The Boeing-McDonnell Douglas merger announcement further signals that Big Business believes the antitrust laws in the United States are defunct. It is incumbent upon the Clinton Administration to demonstrate by its actions that this view is mistaken.
The Boeing-McDonnell Douglas merger would join the only two competitors in the U.S. commercial jet market. It would limit international competition in the industry to two firms, Boeing and the European Airbus. Industry analysts predict the Boeing-McDonnell Douglas merger will foreclose new entrance into the market for the next 15 to 20 years.
If this merger does not violate of the Clayton’s Act proscription against mergers and acquisitions where “the effect of such acquisition may be substantially to lessen competition or to tend to create a monopoly,” then the nation’s antitrust laws have no meaning.
The Boeing-McDonnell Douglas merger also clearly runs afoul of the Justice Department’s guidelines for review of horizontal mergers. Assuming, absent the merger, Boeing would have a 60 percent share of the market for new orders of commercial jets, Airbus 35 percent and McDonnell Douglas 5 percent, the Herfindahl-Hirschman Index by which the Justice Department assesses market concentration would be 4,850 before the merger, and 5,450 after the merger. Under the guidelines, any market with an Index above 1,800 is considered highly concentrated. The merger would increase the Index by 600, six times the threshold of 100 which the Justice Department guidelines say are “presumed [to] … create or enhance market power or facilitate its exercise.”
Some in the Clinton administration may mistakenly support the merger on policy grounds; if they wish to see the merger allowed, they should seek passage in the next Congress of legislation providing for a special exception to the antitrust laws to be applied to this merger. For now, the law clearly compels them to block the merger.
The merger is not only illegal; it is also a bad idea. Competition spurs lower prices, technological innovation and enhances consumer power. Although McDonnell Douglas holds a small share of the commercial jet market, it has helped keep prices down. Airline executives — speaking off the record only, for fear of offending the Boeing behemoth — say that McDonnell Douglas regularly offered lower prices for its jets in negotiations with the airlines, forcing Boeing and Airbus to drop their prices.

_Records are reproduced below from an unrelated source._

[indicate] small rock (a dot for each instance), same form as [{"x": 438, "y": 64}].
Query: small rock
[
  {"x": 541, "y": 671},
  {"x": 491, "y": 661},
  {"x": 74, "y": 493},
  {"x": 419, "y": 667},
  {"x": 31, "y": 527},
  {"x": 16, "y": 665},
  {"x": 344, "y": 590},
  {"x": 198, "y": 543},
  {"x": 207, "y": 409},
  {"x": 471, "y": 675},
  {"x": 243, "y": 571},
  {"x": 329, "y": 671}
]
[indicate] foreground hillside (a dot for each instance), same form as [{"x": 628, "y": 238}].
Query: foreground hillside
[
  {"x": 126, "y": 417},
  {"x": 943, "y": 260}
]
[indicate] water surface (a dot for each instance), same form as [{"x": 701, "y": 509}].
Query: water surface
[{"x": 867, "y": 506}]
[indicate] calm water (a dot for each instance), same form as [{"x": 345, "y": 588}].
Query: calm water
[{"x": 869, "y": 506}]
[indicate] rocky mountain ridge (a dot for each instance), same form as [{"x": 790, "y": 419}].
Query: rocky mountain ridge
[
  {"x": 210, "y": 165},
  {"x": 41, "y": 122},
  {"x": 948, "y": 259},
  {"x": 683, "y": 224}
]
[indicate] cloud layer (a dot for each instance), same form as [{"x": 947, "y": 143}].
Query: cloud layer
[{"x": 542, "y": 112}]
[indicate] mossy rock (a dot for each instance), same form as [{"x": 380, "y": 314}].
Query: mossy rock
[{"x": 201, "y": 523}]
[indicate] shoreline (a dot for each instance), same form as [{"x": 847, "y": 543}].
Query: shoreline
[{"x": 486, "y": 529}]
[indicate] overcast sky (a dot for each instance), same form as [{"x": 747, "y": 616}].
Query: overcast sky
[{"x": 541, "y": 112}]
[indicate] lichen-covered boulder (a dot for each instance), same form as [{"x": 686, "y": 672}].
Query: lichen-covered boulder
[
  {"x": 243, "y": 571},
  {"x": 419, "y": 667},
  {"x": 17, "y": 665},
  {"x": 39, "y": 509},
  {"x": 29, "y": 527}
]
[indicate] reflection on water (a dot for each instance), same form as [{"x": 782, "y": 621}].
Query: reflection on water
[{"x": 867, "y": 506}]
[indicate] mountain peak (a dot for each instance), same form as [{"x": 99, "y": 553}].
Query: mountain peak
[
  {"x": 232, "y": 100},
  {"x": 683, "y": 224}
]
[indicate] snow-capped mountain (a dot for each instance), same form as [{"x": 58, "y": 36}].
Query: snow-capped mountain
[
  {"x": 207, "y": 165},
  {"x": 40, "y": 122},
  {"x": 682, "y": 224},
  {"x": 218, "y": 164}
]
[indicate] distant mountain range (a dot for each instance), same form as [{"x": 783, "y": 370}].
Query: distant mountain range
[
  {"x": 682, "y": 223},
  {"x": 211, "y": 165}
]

As McDonnell Douglas considered building a new jumbo jet line, Boeing took aggressive steps to assure the airlines would not place orders that would have helped create a jumbo jet competitor.
Indeed, Justice Department and Federal Trade Commission antitrust enforcer eyebrows should be raised at the press accounts reporting Boeing and McDonnell Douglas had been meeting for three years to discuss a potential merger. Those agencies should investigate whether Boeing and McDonnell Douglas executives discussed McDonnell Douglas’s potential entry into the jumbo jet market, and whether the McDonnell Douglas decision not to enter the market came out of those discussions.
There are still more reasons to oppose the merger. In the defense sector, the merger would limit effective competition to two companies, with perhaps a third to emerge from the remaining second tier defense corporations. The mega defense companies will have significant control in determining which defense technologies will be developed in the decades to come — and at what price. Taxpayers, who foot the defense industry bill, will pay the price.
Most worrisome is the political leverage which Boeing will acquire as a result of the deal. Concentrated economic power yields concentrated political power, which undermines democracy and distorts public policy. As one of two or three major defense companies, Boeing will have undue influence in shaping weapons acquisition policy at the Pentagon, as well as on broader defense policy questions.
As the only U.S. commercial jet manufacturer, Boeing will be positioned to unduly influence industry regulation.
As a manufacturer with especially widespread manufacturing operations, Boeing will be able to exert strong influence over a range of industrial policy issues.
And with its existing status as the largest U.S. exporter enhanced by the merger, Boeing will be positioned to improperly shape U.S. foreign policy on issues relating to China and international trade, among others.
The impetus for the passage of U.S. antitrust laws was a concern with how economic power gives rise to political power. It is hard to imagine a single merger proposal which could better highlight the wisdom of those laws. It is up to the Clinton administration to show they are still vibrant.